El amanecer del último día
Al amanecer de su último día, Don Tomás se levantó del lecho y, después de desayunarse un tazón de leche ahogado en pan duro, marchó a disfrutar de un paseo digestivo.
Al amanecer de su último día, Don Tomás cerró la puerta de su casa, una de esas con doble hoja y llave de hierro colado, con la aldaba en forma de inmenso manubrio negro que agradaba tanto al dueño como escandalizaba a la beatitud del pueblo.
Al amanecer de su último día, Don Tomás se encaminó calle abajo, opuesta a la que marchaba hacia arriba y que eran únicas en un pueblo de únicos, dejándose llevar por la vencida que iba a morir frente a la casa de Doña Irene.
Allí llamó al timbre y esperó.
- Enseguida voy – escuchó decir al otro lado.
- Deprisa amor – respondió – No olvides que hoy es nuestro último día.
Salió enlutada y ojerosa, pero fresca, agradeciendo la ayuda que el caballeroso Don Tomás le prestaba a la hora de cerrar un portón que dos de cada tres veces se desencajaba.
Al amanecer de su último día, Don Tomás y Doña Irene, caminaron, juntos y aun temerosos de rozarse las manos, los pies en alpargata, y la dirección puesta allí donde se alzaba la iglesia.
En la iglesia no había aldaba ni timbre y su puerta, siempre abierta, daba a una sola nave que daba la alarma con el eco de los pasos que pisaban su tarima.

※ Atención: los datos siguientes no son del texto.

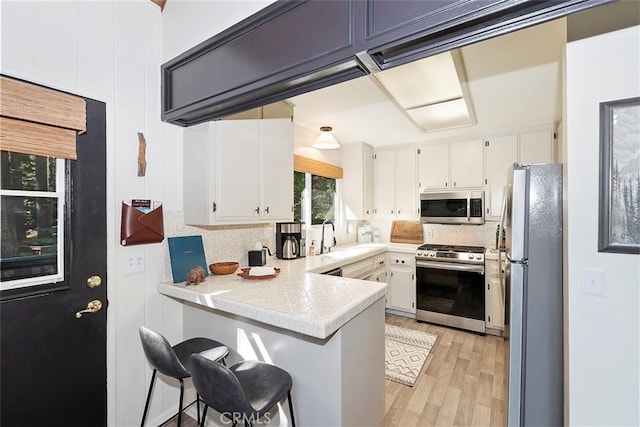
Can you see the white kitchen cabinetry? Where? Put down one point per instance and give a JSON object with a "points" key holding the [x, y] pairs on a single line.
{"points": [[395, 192], [401, 293], [357, 180], [466, 164], [537, 147], [451, 166], [494, 299], [433, 167], [501, 152], [372, 268], [236, 171]]}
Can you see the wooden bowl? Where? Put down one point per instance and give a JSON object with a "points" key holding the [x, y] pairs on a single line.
{"points": [[223, 267]]}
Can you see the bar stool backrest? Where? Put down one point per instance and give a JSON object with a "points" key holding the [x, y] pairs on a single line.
{"points": [[218, 386], [160, 354]]}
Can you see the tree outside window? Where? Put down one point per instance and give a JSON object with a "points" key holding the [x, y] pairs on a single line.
{"points": [[319, 192]]}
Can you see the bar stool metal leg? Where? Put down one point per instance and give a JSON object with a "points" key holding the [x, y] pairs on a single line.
{"points": [[293, 421], [180, 405], [146, 405]]}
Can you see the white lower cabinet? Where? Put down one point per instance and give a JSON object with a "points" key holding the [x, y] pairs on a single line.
{"points": [[401, 278], [494, 299]]}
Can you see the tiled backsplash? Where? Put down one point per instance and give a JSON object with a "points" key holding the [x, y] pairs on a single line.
{"points": [[231, 242], [221, 242]]}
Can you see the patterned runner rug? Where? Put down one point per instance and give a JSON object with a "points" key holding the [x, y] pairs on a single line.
{"points": [[406, 350]]}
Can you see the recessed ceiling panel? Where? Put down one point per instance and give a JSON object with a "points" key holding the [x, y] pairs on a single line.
{"points": [[424, 82], [442, 116]]}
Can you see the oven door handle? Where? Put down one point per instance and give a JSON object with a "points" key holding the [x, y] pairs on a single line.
{"points": [[451, 266]]}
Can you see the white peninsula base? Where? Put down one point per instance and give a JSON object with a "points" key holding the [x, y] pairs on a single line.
{"points": [[337, 381]]}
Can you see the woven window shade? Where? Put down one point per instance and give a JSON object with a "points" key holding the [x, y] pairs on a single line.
{"points": [[316, 167], [39, 120]]}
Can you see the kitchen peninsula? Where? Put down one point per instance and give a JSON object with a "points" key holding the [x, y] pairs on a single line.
{"points": [[326, 331]]}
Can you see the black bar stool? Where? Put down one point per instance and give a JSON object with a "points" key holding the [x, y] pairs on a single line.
{"points": [[175, 361], [243, 392]]}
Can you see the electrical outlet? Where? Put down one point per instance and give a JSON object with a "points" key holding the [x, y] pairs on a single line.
{"points": [[133, 264]]}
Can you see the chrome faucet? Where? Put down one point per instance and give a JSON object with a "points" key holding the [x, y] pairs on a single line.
{"points": [[333, 228]]}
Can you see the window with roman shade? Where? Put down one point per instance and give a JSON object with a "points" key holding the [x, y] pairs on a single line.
{"points": [[39, 120], [38, 129]]}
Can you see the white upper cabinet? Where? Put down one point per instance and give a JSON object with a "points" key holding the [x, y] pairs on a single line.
{"points": [[238, 171], [277, 170], [451, 166], [395, 189], [406, 188], [467, 166], [237, 163], [501, 153], [384, 183], [529, 147], [357, 188], [434, 167], [537, 147]]}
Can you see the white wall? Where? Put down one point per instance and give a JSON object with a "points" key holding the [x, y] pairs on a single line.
{"points": [[604, 331]]}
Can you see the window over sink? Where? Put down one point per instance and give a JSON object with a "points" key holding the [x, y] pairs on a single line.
{"points": [[315, 198]]}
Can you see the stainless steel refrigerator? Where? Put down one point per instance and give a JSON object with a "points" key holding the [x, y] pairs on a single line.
{"points": [[533, 296]]}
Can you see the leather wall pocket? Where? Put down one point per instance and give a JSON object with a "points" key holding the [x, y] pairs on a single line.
{"points": [[139, 228]]}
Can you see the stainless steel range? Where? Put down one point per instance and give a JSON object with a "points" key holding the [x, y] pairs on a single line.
{"points": [[450, 287]]}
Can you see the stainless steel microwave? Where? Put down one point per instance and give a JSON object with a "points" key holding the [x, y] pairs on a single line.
{"points": [[452, 207]]}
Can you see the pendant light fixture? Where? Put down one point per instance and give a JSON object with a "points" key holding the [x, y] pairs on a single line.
{"points": [[326, 141]]}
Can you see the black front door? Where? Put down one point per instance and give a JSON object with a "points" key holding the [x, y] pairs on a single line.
{"points": [[53, 363]]}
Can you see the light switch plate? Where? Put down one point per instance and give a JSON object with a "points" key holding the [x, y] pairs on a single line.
{"points": [[133, 264], [592, 282]]}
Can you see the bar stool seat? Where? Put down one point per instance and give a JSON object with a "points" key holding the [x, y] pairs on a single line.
{"points": [[243, 392], [175, 361]]}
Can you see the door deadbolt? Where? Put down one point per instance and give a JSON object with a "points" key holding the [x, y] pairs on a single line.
{"points": [[92, 307], [94, 281]]}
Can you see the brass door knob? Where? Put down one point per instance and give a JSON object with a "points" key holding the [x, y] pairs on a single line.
{"points": [[94, 281], [92, 307]]}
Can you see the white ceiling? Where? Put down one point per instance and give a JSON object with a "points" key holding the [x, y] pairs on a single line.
{"points": [[513, 81]]}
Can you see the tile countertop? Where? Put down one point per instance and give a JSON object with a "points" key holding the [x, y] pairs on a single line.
{"points": [[298, 299]]}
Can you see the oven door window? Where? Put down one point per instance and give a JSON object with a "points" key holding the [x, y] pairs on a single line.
{"points": [[456, 293], [444, 208]]}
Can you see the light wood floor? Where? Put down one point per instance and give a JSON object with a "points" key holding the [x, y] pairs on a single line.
{"points": [[461, 383]]}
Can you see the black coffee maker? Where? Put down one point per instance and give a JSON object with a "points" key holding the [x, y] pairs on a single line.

Antes de llegar a la sacristía, por decoro, Don Tomás carraspeó para no pillar al mosen en cualquier impostura y al poco lo vieron aparecer, con la chaqueta raída y los pantalones de pana, el nuevo uniforme desde que le quitaron la obligación de calzar levita y sotana.
Y así, al amanecer de su último día, Don Tomás casó con Doña Irene, ya encanecidos y achacosos, rico uno, pobre ella, cumpliendo a deshora el deseo que de mozos, otros, les habían negado.
- Vamos a la cama – le dijo el apenas los bendijeron.
- Pero….¿a nuestra edad? – desconfió ella.
- ¡Claro mujer!....hoy es el anochecer de nuestro primer día.